Distilling Wikipedia mathematical knowledge into neural network models

Joanne T. Kim
Lawrence Livermore National Laboratory
Livermore, CA 94550, USA
[email protected]
&Mikel Landajuela Larma^∗
Lawrence Livermore National Laboratory
Livermore, CA 94550, USA
[email protected]
\ANDBrenden K. Petersen^∗†
Lawrence Livermore National Laboratory
Livermore, CA 94550, USA
[email protected]
All authors contributed equally. ^†Corresponding author.

Abstract

Machine learning applications to symbolic mathematics are becoming increasingly popular, yet there lacks a centralized source of real-world symbolic expressions to be used as training data. In contrast, the field of natural language processing leverages resources like Wikipedia that provide enormous amounts of real-world textual data. Adopting the philosophy of “mathematics as language,” we bridge this gap by introducing a pipeline for distilling mathematical expressions embedded in Wikipedia into symbolic encodings to be used in downstream machine learning tasks. We demonstrate that a mathematical language model trained on this “corpus” of expressions can be used as a prior to improve the performance of neural-guided search for the task of symbolic regression.

Refer to caption — Figure 1: Pipeline for generating the “corpus” of mathematical expressions.

1 Introduction

“The basis of all human culture is language, and mathematics is a special kind of linguistic activity.” — Arnold & Manin (2000)

A growing number of machine learning works leverage datasets of mathematical expressions to perform various symbolic reasoning tasks.
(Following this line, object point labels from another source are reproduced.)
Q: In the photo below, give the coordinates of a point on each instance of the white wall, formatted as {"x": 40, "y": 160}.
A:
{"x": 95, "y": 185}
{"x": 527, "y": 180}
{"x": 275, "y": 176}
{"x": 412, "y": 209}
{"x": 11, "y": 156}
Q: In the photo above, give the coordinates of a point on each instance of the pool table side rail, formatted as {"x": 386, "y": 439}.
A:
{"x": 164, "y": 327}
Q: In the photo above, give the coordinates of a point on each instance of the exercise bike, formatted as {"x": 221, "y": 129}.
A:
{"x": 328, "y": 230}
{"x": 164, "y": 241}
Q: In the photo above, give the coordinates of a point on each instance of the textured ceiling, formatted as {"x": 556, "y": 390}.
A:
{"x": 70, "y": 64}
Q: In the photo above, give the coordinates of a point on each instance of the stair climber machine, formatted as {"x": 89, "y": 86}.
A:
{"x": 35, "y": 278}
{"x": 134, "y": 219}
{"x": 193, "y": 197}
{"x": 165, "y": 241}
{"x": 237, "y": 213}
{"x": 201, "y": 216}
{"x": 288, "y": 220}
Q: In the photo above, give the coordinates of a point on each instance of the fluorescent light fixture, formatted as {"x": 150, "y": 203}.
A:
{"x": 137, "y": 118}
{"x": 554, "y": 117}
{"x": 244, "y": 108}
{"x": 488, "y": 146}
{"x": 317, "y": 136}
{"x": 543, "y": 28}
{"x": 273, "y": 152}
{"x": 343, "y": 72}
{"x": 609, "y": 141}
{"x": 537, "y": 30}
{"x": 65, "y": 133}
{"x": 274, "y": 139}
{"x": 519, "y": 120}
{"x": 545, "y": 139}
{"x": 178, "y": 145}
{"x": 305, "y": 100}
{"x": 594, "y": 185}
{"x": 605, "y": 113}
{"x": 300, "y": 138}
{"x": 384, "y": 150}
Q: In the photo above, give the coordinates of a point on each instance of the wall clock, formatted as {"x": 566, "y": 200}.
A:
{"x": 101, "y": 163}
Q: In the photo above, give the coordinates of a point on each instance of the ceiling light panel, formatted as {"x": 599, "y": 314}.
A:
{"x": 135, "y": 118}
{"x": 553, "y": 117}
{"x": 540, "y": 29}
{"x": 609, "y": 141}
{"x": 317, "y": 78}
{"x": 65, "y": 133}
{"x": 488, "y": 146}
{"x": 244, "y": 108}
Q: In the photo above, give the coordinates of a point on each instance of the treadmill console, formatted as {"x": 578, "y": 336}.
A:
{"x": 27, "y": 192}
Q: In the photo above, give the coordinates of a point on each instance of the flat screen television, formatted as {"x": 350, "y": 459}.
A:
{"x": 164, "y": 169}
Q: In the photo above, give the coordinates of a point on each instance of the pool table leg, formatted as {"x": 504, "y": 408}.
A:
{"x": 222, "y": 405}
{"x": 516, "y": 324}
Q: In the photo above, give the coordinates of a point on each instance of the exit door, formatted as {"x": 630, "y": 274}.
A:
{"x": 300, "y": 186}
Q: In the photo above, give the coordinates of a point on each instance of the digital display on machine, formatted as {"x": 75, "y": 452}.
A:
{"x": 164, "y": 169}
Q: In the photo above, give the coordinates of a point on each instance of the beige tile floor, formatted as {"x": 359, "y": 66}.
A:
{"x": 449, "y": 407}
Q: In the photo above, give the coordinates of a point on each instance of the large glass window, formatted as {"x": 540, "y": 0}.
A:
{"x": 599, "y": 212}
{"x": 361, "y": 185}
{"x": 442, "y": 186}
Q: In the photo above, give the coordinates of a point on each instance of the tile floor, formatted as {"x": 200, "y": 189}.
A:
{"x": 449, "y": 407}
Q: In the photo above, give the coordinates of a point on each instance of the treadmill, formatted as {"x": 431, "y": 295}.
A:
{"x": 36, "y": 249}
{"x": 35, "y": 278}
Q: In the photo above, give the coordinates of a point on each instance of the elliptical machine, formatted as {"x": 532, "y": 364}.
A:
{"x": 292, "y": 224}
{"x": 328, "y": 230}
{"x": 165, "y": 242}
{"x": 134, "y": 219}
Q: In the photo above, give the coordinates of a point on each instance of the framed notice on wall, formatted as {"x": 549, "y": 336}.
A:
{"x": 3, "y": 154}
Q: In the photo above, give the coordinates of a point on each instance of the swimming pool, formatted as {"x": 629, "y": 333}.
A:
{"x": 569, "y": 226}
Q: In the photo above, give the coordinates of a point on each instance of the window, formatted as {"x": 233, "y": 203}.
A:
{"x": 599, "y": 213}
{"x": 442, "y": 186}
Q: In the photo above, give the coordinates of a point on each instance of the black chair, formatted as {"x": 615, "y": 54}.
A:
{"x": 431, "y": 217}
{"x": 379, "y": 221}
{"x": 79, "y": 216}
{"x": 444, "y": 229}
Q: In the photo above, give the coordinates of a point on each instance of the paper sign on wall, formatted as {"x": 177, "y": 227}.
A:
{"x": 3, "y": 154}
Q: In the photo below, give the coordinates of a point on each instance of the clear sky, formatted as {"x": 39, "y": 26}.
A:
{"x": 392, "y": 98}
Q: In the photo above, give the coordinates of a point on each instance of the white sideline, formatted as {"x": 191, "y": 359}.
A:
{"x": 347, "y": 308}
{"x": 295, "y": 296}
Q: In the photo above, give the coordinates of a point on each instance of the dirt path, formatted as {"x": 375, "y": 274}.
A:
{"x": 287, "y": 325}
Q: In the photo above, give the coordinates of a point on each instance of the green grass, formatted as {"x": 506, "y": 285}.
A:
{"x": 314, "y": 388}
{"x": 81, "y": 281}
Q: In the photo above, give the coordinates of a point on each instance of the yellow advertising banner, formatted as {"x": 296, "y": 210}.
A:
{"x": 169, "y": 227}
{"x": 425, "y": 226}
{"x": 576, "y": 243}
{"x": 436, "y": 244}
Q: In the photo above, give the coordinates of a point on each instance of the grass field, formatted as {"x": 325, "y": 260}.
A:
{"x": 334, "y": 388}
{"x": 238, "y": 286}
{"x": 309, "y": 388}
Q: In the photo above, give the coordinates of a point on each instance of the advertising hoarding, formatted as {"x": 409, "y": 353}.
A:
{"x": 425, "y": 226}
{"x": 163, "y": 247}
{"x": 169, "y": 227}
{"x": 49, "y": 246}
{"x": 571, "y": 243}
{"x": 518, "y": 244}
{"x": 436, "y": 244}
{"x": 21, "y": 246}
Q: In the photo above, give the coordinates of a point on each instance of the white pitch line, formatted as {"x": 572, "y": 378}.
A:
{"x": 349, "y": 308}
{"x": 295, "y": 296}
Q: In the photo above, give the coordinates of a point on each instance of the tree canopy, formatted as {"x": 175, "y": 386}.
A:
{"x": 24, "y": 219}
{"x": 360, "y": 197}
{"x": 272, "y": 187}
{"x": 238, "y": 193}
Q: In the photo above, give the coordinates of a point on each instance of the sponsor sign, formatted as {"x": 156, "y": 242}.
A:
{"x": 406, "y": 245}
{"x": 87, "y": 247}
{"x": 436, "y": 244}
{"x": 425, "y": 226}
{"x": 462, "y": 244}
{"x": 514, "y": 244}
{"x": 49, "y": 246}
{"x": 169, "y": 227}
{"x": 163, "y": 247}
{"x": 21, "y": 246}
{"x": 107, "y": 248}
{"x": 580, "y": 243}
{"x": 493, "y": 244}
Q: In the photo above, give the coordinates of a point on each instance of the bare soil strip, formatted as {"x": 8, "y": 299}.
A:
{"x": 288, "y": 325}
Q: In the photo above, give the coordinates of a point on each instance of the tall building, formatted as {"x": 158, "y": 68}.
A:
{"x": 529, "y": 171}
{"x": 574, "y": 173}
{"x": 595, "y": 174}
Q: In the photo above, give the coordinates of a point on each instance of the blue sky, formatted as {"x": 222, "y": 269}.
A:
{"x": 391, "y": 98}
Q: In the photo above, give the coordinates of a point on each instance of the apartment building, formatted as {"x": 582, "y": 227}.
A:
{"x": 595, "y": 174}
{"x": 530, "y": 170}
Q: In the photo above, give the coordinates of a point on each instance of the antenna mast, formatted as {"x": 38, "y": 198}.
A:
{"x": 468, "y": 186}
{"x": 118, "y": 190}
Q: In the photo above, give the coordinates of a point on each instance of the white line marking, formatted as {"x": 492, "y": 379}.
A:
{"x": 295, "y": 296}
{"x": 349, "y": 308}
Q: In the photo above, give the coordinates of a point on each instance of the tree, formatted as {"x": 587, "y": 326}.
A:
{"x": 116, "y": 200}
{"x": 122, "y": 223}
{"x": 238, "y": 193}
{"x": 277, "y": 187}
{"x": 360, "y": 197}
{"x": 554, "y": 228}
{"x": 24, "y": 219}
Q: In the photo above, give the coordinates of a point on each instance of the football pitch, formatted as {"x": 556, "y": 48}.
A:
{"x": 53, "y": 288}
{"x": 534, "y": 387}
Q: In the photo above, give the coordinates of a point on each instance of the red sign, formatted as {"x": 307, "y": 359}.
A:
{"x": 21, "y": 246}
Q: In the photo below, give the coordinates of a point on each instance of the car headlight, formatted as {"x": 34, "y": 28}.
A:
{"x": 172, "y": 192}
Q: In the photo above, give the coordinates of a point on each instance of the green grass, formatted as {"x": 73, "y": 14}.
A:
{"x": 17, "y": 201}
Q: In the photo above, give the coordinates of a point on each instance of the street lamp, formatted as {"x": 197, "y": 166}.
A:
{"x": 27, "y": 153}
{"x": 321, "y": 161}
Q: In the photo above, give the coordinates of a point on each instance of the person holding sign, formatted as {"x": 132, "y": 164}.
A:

These tasks include symbolic regression (Koza, 1992; Petersen et al., 2021), symbolic integration (Lample & Charton, 2019), solving differential equations, (Lample & Charton, 2019), and freeform mathematical question/answering (Saxton et al., 2019). The expression datasets used to complete these tasks are typically generated procedurally using various rules or heuristics (Lample & Charton, 2019; Saxton et al., 2019), crafted by hand (Uy et al., 2011), or manually extracted from existing texts (Udrescu & Tegmark, 2020). Yet, to the best of our knowledge, there exists no large-scale, customizable, and/or widely used dataset of mathematical expressions.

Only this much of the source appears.